Arada sırada onunla oturduğumuz yere oturup saatlerce anılarımızı düşünüyordum. Alışmıştım biraz dağa onsuzluğa. Hâlâ bir yanım onu seviyordu.

Bu sene 1. dönem görmüştüm onu. Servisle gidiyordum okula. Sonrasında ayrılmıştım tabi. Yürümeyi seviyordum.

O bir kafede çalışıyordu. Her öğle arası onu görmek için uğraşıyordum. Servis kafenin önünden geçerken gözümü ayırmayıp tek tek herkese bakıyordum.

Yine bir gün öğle yemeğinden dönerken kafenin önünden geçiyorduk. O tarafa dönmemle göz göze gelmemiz bir olmuştu. Servisin önünde oturuyordum. Pencere açıktı, ilk defa o zaman mutlu olmuştum. Çok değişmişti. Saçını boyatmış, boyu uzamış, kilo almıştı.

O iki saniye bakışmamız sanki bir ömre bedeldi. O kadar çok özlemiştim ki... Bir daha da görmedim zaten. Fotoğraflarını görüyordum sadece.

2. dönem ise çalıştığı kafe kapandı ve ondan haber alamaz oldum. O kadar çok özledim ki onu bir kere görebilmek için her şeyimi verirdim.

Düşüncelerimden sıyrılıp ayağa kalktım ve lavaboya gittim. Ayanaya bakana kadar ağladığımı fark etmemiştim. Kendime söz vermiştim, bir daha ağlamak yoktu. Ama dayanamayıp tutamamıştım yine sözümü.

Üzerime rahat bir şeyler giyip mutfağa geçtim. Durukan da bir şeyler atıştırıyordu.

"Günaydın."

"Günaydın da öğlen oldu."

"Çok yorulmuşum dün. Uyanmak istemedim."

"Haklısın. Geç otur, çay koyayım ben de sana."

Karşısına oturdum. Canım hiçbir şey istemiyordu. Sanırım sadece çay içecektim. Bardağımı doldurup karşıma oturdu.

"Bugün iyi görünüyorsun. Dışarı çıkıp bir şeyler yapmak ister misin?"

"Olur, çıkalım tabi. Bir hafta evdeydim. Anneannem dışarı çıkmama izin vermedi. Özledim sanırım."

"Rüzgar ve Nisa dışarı çıktılar zaten. Nisa bir haftadır ne kendine bakıyor ne de doğru düzgün yemek yiyordu. Kuaföre gideceklerdi, ardından da yemeğe."

"Ben her şey için özür dilerim.

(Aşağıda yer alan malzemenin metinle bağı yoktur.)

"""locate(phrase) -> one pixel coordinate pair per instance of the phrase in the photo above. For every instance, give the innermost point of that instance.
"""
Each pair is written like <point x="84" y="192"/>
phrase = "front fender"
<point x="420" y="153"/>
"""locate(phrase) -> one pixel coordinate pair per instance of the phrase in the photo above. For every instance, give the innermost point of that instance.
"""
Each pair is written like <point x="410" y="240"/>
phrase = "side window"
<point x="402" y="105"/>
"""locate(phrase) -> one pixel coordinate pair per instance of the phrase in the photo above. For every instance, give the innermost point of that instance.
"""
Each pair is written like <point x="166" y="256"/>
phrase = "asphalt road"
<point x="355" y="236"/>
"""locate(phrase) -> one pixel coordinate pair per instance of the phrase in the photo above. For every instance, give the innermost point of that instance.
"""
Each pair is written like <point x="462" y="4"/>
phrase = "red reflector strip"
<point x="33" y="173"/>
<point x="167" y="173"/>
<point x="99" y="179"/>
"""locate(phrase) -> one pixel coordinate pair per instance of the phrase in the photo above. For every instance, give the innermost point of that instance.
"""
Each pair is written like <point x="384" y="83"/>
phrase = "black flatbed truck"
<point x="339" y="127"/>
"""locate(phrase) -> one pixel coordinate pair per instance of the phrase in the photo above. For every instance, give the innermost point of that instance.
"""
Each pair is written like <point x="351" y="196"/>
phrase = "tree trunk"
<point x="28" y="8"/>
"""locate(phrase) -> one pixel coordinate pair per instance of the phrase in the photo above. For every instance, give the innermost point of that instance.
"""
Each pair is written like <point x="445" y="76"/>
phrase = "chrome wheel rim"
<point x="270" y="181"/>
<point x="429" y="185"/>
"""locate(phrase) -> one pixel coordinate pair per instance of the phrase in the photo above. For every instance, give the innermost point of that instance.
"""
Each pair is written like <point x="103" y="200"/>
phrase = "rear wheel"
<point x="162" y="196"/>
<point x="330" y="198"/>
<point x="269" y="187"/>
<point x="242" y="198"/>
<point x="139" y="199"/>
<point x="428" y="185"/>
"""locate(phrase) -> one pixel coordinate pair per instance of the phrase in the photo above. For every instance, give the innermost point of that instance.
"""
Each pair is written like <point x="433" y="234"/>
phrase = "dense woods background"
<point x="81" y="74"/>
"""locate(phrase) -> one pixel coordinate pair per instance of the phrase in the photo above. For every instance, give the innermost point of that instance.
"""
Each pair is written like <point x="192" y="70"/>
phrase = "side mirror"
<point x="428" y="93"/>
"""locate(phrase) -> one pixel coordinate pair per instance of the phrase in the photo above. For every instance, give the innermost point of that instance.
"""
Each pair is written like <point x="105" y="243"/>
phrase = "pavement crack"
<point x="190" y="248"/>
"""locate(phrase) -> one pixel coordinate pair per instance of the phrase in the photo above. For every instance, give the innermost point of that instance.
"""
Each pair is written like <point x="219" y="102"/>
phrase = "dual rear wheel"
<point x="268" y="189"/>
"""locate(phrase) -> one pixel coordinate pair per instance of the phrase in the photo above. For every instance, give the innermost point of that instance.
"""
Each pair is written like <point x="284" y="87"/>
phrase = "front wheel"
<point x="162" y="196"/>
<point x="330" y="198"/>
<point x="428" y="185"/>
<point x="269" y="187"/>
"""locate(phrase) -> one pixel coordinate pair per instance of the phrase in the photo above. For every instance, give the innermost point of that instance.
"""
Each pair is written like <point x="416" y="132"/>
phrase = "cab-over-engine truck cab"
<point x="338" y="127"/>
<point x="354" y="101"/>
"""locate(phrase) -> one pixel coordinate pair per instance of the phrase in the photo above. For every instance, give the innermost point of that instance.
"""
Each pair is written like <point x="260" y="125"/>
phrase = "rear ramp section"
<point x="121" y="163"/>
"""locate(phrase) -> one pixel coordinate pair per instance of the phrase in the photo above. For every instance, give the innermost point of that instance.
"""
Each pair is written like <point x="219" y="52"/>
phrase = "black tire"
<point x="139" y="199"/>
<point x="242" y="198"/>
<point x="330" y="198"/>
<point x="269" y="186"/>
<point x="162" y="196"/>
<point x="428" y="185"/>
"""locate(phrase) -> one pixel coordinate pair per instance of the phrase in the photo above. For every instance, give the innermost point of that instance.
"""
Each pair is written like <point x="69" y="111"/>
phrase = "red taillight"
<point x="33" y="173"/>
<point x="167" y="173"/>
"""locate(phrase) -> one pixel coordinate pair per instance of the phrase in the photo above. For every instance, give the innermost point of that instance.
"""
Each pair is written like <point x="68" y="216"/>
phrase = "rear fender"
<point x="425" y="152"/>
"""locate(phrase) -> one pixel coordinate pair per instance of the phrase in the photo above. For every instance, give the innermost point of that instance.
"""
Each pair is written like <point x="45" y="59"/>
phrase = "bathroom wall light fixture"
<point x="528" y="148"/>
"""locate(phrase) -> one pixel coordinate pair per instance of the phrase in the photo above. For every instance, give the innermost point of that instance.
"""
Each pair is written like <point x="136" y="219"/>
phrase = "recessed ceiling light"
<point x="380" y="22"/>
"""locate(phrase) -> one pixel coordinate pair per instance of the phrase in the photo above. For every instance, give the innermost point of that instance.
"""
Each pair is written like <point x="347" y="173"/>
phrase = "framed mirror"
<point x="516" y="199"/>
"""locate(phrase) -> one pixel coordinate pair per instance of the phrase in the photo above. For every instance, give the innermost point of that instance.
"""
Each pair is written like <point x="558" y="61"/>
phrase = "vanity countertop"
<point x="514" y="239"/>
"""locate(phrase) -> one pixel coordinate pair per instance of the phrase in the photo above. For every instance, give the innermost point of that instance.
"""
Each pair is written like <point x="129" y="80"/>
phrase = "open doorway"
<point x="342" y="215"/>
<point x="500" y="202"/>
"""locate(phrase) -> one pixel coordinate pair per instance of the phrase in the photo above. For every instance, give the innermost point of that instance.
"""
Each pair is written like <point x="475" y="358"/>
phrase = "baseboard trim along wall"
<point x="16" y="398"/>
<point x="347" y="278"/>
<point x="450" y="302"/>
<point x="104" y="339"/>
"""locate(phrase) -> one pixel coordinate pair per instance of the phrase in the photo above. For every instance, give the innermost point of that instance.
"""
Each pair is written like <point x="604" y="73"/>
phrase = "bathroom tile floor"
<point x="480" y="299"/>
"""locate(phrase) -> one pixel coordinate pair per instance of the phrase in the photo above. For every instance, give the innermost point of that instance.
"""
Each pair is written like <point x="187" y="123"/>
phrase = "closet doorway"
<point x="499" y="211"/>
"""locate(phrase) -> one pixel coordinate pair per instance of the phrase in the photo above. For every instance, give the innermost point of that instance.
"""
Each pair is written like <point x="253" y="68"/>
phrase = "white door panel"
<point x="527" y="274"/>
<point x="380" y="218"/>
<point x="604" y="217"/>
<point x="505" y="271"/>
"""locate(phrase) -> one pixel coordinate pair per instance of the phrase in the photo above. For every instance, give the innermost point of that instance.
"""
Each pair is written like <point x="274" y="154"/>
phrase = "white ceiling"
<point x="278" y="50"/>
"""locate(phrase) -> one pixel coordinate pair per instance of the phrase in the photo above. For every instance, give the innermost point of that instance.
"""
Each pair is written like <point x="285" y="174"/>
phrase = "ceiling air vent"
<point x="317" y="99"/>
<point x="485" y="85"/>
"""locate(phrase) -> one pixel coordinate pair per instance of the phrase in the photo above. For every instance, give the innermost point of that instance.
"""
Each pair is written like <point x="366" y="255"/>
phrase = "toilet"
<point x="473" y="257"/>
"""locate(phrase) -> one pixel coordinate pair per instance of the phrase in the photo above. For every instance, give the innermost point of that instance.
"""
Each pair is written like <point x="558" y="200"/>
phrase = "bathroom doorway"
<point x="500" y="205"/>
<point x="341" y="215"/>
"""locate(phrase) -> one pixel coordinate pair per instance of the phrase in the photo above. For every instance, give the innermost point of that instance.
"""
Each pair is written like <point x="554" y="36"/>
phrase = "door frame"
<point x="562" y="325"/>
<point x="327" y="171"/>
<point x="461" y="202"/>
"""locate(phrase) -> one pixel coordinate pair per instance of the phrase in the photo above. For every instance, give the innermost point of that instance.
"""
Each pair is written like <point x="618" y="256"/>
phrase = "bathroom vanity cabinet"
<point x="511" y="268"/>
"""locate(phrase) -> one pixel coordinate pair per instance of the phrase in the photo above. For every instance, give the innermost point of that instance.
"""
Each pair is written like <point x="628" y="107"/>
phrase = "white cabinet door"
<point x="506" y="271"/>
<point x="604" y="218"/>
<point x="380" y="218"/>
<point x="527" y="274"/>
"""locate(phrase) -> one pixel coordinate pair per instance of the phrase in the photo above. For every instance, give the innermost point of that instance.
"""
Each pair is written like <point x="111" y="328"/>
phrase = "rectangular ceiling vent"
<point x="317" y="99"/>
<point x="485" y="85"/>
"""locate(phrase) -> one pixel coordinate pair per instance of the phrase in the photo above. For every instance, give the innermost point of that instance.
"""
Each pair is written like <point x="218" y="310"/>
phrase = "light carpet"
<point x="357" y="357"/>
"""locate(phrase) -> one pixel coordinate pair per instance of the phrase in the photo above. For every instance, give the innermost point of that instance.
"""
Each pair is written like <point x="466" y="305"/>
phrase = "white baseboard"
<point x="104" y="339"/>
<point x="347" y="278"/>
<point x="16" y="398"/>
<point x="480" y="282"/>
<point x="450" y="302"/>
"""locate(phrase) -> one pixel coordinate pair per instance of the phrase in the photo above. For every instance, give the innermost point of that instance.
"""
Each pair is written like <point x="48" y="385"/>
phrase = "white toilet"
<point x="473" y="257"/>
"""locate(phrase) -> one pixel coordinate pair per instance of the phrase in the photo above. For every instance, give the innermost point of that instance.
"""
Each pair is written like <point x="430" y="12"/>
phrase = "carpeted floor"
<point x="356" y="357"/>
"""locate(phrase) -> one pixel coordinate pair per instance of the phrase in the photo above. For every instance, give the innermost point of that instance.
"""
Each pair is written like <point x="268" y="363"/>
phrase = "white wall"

Sizi çok üzdüm. Bir şekilde haber vermeliydim. Telefonumu kaybettim ama numaranızı bulabilirdim bir yerden."

"Öyle düşünme. Senin hatan değildi. Biz ilgilenemedik seninle. Fark etmeliydim senin iyi olmadığını. Sen benim arkadaşımsın, dertlerini paylaşmam gerekirdi."